Laporan Wartawan Tribunnews, Larasati Dyah Utami
TRIBUNNEWS.COM, JAKARTA - Ikatan Ahli Kesehatan Masyarakat Indonesia (IAKMI) mengatakan Indonesia tidak memiliki kebijakan yang kuat dalam pengendalian Covid-19.
Dewan Pakar IAKMI, Hermawan Saputra mengatakan Indonesia hanya memiliki PP Nomor 21 Tahun 2020 tentang Pemberantasan Sosial Berskala Besar (PSBB).
Namun, PP itu hanya diterapkan di 3 provinsi, yaitu DKI Jakarta, Jawa Barat, Sumatera Barat serta di 40 kabupaten kota.
Itupun dimodifikasi, bertransformasi menjadi pemberlakuan pembatasan kegiatan masyarakat (PPKM) yang menurutnya berbeda paradigma dengan PSBB.
"PPKM itu tujuannya bukan untuk memutus rantai penularan Covid-19, tapi untuk lebih kepada relaksasi, memperlambat situasi. Dari kebijakan kita belum memiliki opsi yang kuat untuk mengendalikan Covid-19 di Indonesia," kata Hermawan di Konferensi Pers yang mendesak pemerintah untuk memprioritaskan kesehatan masyarakat, Minggu (20/6/2021).
Hermawan mengatakan dari pendekatan survilense hingga urusan testing, tracking, and treatment Indonesia juga lemah.
Baca juga: Politikus Gerindra Putih Sari Desak Pemerintah Lakukan Langkah Cepat Atasi Lonjakan Kasus Covid-19
Setelah 15 bulan Covid-19 melanda Indonesia, jumlah rata-rata spesimen masih 100.000.
Itupun hanya 40 persen laboratorium yang berfungsi dengan baik dan rutin memberikan laporan harian.

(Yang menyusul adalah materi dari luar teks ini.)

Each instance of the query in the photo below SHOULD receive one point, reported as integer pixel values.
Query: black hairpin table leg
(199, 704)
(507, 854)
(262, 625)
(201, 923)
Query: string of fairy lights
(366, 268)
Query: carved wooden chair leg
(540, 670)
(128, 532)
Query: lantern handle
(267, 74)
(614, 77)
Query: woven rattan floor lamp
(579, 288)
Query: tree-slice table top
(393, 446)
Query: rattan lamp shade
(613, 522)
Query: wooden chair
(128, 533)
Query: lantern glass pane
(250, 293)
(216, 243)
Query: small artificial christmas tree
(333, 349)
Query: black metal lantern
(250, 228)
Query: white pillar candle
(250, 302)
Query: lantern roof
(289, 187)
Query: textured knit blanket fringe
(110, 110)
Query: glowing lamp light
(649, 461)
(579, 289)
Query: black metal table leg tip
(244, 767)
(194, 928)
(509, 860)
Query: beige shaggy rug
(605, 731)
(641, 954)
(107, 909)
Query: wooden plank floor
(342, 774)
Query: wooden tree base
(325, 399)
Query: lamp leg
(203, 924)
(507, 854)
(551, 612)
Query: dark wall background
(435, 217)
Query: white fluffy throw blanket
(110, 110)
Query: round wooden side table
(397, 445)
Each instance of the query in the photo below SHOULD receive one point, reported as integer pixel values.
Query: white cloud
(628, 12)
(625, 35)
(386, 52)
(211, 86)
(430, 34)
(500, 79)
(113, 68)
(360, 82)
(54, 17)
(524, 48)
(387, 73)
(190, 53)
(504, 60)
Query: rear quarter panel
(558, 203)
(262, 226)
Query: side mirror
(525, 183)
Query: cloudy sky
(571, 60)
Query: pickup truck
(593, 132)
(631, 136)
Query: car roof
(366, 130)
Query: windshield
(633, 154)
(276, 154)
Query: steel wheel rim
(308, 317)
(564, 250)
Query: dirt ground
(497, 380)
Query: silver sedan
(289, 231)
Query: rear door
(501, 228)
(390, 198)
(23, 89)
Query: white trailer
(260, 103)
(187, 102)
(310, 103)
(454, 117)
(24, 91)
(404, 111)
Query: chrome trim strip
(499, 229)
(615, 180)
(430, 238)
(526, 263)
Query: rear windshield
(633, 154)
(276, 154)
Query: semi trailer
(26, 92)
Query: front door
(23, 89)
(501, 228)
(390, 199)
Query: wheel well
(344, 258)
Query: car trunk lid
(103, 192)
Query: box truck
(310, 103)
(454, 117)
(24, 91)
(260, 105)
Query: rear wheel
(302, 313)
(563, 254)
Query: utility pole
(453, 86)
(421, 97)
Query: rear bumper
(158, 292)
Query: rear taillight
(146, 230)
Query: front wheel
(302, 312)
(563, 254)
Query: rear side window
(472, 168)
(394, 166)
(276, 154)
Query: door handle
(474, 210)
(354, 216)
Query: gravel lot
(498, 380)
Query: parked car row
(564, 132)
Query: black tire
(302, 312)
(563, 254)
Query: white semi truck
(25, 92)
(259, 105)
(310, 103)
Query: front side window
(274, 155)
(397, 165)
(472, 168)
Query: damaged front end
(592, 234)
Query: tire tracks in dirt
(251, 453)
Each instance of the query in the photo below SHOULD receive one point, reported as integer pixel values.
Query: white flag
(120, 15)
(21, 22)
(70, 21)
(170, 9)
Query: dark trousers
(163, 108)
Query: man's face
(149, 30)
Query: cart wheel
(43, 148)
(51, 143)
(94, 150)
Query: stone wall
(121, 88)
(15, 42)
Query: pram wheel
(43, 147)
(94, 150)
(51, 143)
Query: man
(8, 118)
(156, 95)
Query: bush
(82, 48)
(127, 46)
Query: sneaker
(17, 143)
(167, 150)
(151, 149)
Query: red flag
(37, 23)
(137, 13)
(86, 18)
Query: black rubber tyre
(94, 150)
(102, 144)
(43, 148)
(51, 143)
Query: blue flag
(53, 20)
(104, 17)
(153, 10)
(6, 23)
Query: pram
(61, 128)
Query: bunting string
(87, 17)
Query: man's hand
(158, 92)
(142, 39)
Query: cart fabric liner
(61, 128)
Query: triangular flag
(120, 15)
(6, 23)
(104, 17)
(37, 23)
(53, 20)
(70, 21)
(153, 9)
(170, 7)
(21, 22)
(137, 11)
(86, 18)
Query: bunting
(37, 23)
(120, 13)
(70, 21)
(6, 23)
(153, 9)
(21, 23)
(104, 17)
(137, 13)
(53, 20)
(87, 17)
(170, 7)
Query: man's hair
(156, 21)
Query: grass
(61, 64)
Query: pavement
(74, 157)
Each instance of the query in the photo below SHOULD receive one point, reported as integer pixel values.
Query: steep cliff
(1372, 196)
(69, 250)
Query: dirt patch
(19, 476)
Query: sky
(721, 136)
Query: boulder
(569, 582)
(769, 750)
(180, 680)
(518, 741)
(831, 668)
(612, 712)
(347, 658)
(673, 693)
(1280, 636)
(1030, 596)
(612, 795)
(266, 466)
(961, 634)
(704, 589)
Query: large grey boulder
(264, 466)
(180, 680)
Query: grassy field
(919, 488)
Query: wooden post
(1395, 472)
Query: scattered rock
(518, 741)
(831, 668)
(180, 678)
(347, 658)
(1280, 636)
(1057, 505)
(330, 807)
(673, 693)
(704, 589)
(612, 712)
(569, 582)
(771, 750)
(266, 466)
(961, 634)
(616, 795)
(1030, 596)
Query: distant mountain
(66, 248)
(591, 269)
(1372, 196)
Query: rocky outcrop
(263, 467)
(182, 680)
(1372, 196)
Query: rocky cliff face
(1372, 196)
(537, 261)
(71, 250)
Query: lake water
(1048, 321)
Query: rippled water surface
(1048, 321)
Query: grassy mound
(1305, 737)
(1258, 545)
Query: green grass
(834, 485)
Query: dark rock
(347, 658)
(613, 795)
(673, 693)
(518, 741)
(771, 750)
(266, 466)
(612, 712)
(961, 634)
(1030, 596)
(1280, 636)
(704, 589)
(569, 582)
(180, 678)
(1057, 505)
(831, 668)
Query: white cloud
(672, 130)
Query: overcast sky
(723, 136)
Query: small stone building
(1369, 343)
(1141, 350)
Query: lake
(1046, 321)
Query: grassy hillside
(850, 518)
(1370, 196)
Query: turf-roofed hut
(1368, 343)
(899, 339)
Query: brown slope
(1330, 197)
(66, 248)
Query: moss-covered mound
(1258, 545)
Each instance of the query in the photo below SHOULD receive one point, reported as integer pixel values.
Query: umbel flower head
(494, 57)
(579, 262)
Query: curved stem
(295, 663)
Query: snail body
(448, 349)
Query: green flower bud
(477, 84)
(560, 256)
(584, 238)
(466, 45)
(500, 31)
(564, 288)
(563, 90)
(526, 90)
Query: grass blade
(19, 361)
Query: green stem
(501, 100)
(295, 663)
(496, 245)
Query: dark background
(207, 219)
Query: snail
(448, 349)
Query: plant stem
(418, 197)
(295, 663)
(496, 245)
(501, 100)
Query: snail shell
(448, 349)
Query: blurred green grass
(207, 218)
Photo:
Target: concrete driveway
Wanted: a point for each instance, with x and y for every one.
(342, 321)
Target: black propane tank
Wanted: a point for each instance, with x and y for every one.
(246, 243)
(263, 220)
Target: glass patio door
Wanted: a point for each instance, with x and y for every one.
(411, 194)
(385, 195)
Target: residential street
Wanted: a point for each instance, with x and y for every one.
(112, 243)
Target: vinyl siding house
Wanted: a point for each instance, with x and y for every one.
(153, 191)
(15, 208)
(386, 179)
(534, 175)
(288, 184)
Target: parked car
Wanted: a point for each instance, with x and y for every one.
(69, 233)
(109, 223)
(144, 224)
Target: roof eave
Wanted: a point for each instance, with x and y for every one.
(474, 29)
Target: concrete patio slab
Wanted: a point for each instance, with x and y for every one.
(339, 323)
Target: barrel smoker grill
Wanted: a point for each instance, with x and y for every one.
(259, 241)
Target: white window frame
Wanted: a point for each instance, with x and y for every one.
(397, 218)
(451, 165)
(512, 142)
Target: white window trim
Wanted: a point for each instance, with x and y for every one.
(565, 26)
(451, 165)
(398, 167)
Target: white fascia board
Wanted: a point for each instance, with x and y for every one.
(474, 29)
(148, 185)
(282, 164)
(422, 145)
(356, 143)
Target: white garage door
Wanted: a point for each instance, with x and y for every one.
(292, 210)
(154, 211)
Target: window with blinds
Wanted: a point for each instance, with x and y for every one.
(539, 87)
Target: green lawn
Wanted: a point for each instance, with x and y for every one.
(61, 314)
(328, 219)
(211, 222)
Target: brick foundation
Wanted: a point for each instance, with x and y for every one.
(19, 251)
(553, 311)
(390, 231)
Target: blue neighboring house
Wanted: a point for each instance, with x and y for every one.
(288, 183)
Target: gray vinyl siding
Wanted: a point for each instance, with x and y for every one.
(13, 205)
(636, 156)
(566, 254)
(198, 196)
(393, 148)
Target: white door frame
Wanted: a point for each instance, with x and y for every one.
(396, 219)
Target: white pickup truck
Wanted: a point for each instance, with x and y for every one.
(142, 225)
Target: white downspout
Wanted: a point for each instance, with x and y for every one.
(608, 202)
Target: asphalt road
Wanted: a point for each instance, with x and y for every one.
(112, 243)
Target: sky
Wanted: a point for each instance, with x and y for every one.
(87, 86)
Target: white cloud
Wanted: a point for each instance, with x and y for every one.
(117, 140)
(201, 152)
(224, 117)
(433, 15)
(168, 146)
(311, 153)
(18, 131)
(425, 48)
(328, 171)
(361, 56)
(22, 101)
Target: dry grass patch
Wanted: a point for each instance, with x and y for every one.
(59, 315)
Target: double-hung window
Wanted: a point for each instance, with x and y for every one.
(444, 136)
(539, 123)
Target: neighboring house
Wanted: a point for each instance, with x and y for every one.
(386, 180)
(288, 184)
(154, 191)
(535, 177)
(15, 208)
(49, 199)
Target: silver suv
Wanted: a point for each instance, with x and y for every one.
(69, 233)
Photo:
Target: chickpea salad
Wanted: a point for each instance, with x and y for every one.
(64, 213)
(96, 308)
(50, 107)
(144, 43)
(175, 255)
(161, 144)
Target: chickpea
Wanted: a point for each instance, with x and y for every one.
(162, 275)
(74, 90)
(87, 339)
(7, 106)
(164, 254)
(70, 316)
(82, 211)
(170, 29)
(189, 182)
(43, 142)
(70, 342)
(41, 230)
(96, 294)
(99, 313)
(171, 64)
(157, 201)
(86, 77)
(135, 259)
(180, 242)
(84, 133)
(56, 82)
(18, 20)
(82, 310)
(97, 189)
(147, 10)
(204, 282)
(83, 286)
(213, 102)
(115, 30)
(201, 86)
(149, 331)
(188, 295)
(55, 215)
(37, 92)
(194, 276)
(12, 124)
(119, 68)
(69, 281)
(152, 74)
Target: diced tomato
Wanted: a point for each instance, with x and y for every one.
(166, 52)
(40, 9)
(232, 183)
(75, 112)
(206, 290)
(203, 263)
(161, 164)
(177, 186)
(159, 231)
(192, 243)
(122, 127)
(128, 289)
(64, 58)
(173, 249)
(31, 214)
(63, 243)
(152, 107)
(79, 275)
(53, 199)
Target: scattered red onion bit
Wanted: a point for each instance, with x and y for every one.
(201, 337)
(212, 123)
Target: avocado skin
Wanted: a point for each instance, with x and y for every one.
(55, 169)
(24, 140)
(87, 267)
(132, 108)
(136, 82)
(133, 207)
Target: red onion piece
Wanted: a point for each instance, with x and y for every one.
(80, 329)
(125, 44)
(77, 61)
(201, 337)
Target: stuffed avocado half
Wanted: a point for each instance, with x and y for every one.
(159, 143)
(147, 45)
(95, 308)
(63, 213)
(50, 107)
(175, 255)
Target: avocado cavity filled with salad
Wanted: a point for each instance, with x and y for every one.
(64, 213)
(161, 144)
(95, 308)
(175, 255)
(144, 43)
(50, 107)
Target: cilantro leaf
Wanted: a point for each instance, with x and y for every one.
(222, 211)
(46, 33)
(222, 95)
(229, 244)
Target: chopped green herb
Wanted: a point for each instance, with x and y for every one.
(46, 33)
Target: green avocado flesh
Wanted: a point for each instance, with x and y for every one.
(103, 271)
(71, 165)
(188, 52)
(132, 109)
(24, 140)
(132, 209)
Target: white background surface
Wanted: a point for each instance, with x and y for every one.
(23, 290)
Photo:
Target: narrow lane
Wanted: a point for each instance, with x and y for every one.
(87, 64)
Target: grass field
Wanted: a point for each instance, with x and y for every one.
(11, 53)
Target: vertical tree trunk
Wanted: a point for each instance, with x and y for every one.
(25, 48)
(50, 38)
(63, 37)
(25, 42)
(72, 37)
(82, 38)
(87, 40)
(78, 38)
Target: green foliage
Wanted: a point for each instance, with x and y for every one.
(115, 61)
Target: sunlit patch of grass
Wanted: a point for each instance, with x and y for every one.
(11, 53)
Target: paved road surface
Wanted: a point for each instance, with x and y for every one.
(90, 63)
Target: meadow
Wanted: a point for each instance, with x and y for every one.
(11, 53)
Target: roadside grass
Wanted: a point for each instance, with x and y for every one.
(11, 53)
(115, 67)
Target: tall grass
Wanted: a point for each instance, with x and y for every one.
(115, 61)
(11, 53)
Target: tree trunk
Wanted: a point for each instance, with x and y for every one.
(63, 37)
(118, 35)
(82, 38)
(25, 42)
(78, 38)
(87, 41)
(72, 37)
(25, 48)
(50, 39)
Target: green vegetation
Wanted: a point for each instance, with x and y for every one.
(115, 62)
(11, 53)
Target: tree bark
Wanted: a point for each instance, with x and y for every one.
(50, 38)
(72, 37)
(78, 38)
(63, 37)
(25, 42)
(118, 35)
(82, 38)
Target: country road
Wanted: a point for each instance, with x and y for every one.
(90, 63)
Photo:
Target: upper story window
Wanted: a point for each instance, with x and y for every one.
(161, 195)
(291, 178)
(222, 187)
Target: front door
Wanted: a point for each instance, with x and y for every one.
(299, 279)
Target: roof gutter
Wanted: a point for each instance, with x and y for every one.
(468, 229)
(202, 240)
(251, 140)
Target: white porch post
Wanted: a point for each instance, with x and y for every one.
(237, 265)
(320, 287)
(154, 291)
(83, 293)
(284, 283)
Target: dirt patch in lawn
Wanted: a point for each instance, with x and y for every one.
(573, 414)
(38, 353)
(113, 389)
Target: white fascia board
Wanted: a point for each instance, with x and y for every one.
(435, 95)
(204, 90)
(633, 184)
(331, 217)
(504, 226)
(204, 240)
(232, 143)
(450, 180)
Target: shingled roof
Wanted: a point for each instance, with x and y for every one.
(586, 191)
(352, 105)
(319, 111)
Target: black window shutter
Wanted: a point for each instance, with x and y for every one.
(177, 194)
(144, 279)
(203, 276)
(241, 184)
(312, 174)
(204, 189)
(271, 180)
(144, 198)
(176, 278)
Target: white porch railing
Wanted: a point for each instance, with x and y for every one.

Menurut Hermawan ini adalah bukti adanya gap antara pemerintah kabupaten/kota di Indonesia yang menjadikan fenomena gunung es di Indonesia terkait Covid-19.
Terkait vaksin, Hermawan mengatakan menargetkan vaksinasi dalam 15 bulan bagi negara yang bukan sebagai produsen vaksin seperti Indonesia adalah sesuatu yang mustahil.
Baca juga: Hari Ini Tercatat 1.314 Pasien Dirawat di RS Darurat Covid-19 Wisma Atlet Pademangan
"Bukti terpampang di depan kita betapa vaksinasi rate kita masih jauh sekali dari target 1 juta di pertengahan tahun, yakni baru sekitar 100 hingga 200 ribu," ujarnya.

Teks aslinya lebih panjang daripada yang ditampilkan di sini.